Dickey receives NSF Career Award
Dr. Michael Dickey, assistant professor of chemical and bimolecular engineering at North Carolina State University, has received a Faculty Early Career Development Award from the National Science Foundation (NSF). The award start date is April 1, 2010, and it is estimated to last through March 31, 2015.
The award, known as the NSF Career Award, is one of the highest honors given by NSF to early-career faculty in science and engineering.

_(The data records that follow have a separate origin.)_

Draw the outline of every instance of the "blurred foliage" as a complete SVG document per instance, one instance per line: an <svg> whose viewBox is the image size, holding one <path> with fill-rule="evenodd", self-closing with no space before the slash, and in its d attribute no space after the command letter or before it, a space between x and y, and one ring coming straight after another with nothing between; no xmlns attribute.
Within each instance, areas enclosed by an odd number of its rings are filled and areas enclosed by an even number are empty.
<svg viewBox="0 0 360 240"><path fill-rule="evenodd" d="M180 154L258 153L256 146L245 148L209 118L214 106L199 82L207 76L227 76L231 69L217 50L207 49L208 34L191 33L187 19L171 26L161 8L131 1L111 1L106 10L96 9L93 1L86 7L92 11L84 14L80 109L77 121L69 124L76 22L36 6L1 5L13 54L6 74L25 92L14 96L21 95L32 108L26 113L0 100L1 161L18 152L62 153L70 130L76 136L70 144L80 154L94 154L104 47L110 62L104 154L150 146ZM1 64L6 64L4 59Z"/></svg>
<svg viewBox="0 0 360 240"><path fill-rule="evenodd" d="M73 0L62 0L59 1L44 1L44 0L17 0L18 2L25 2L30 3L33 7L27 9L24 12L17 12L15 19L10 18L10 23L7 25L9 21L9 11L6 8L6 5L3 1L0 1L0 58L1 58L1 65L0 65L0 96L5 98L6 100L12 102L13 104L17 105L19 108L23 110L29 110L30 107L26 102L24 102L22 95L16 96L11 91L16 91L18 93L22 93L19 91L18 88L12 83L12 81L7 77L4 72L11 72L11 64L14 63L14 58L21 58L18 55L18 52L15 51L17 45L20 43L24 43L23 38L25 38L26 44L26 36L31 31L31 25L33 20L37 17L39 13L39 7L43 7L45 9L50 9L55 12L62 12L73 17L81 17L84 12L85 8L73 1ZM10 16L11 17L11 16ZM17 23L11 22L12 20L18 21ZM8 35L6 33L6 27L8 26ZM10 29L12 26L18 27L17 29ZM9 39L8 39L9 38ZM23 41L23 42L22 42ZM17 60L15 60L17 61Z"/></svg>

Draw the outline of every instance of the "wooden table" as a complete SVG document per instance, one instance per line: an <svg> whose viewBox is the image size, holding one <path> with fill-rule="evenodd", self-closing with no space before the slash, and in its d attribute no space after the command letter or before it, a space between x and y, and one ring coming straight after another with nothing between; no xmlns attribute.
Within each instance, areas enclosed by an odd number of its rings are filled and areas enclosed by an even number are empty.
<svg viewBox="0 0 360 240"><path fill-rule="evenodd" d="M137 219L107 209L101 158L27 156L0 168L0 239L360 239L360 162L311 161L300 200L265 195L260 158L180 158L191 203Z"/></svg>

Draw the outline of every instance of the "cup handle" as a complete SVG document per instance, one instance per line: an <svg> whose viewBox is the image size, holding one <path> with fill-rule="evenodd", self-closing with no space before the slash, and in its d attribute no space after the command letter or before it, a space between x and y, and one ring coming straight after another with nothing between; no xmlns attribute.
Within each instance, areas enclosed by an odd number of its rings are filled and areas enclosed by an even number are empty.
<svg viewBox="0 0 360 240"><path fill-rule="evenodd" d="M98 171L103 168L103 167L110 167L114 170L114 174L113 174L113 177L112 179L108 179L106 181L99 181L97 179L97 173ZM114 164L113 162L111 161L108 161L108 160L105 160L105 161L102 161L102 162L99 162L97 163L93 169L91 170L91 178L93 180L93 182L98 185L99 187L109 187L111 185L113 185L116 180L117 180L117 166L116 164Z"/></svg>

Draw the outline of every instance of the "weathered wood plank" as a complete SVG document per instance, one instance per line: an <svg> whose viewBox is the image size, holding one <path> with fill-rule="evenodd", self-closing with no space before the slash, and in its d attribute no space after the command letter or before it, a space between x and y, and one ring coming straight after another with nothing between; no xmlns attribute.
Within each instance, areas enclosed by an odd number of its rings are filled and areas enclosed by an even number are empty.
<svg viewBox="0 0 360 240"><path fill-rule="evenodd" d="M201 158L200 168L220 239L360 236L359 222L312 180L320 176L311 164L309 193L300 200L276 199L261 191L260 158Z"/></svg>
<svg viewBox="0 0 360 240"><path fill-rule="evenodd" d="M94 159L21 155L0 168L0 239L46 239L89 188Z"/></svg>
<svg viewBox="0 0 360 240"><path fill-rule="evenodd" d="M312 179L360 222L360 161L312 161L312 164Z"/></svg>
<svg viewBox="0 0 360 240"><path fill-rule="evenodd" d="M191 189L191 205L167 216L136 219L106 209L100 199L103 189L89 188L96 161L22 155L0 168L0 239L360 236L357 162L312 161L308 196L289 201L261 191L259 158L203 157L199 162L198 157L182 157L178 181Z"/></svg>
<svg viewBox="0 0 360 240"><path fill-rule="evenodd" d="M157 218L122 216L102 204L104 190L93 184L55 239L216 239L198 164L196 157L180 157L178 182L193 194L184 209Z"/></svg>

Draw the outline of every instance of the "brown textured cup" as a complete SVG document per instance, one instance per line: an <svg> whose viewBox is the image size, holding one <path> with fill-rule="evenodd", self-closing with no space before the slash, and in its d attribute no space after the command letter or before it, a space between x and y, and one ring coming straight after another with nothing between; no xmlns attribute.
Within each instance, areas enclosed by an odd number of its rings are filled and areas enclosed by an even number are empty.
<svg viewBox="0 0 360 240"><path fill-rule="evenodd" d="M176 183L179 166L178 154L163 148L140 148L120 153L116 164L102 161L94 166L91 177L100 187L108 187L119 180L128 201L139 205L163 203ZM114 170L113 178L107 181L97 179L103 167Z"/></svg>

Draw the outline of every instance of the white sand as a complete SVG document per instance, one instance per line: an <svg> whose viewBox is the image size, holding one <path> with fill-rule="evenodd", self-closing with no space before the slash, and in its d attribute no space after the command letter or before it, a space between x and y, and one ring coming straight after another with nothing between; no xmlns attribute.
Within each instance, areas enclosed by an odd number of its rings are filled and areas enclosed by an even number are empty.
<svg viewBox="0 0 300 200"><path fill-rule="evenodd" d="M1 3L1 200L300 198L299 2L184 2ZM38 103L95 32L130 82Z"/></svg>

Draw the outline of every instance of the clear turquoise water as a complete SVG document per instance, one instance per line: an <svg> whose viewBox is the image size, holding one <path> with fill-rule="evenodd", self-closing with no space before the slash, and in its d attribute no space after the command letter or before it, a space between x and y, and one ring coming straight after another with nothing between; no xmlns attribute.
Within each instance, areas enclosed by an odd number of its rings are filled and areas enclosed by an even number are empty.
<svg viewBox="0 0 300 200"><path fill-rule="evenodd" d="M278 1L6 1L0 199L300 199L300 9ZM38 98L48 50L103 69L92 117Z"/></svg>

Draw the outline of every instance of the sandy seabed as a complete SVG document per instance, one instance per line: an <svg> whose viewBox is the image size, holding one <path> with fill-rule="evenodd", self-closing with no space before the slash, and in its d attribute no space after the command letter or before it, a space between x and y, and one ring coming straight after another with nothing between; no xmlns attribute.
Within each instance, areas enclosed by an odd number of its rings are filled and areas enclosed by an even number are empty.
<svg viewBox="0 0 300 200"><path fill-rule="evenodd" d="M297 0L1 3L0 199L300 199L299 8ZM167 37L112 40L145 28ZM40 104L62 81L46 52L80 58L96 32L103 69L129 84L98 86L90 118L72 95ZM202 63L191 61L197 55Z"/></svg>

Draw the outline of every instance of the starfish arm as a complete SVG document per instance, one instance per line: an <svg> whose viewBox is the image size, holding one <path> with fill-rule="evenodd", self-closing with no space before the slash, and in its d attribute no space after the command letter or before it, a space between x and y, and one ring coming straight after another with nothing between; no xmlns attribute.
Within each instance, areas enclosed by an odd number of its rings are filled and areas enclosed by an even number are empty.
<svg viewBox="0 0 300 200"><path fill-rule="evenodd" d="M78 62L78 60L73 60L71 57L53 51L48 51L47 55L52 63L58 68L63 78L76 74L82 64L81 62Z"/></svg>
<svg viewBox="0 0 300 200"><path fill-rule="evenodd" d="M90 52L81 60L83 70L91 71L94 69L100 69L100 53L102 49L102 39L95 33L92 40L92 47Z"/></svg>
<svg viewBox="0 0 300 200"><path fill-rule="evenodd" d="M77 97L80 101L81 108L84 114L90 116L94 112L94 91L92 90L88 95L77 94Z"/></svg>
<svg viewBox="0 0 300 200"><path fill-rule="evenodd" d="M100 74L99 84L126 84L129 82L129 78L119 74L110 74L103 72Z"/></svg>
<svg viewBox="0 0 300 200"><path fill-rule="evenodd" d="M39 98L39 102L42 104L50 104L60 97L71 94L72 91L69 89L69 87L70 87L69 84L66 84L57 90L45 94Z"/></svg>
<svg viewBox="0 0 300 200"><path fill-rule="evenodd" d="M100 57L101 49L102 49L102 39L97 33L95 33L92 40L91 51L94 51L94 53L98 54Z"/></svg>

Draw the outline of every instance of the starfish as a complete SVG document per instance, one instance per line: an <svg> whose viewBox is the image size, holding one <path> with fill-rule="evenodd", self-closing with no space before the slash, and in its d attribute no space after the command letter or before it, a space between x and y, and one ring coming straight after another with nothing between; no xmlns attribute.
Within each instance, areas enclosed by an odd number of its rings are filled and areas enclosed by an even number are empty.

To date, NSF has committed $400,000 in funding to support Dickey’s research project entitled, “Understanding and Controlling the Surface Properties of a Micromoldable Liquid Metal.” The project involves research to identify the surface properties of a micromoldable liquid metal, a gallium-based fluid with a low viscosity at room temperature. It forms a thin, solid ‘skin’ of oxide that allows the metal to be micromolded into shapes such as wires and antennas that may be useful for flexible electronics.
The research will explore the fundamental properties of this surface and identify means of manipulating, modifying, and tuning it to form functional electronics with surface-dictated properties. For this project, new surface sensitive techniques will be developed and used to thoroughly characterize the unique properties of the skin of oxide on the liquid metal.
Dickey received his Ph.D. in chemical engineering from the University of Texas at Austin 2006. He did post-doc work in chemistry at Harvard University from 2006 to 2008.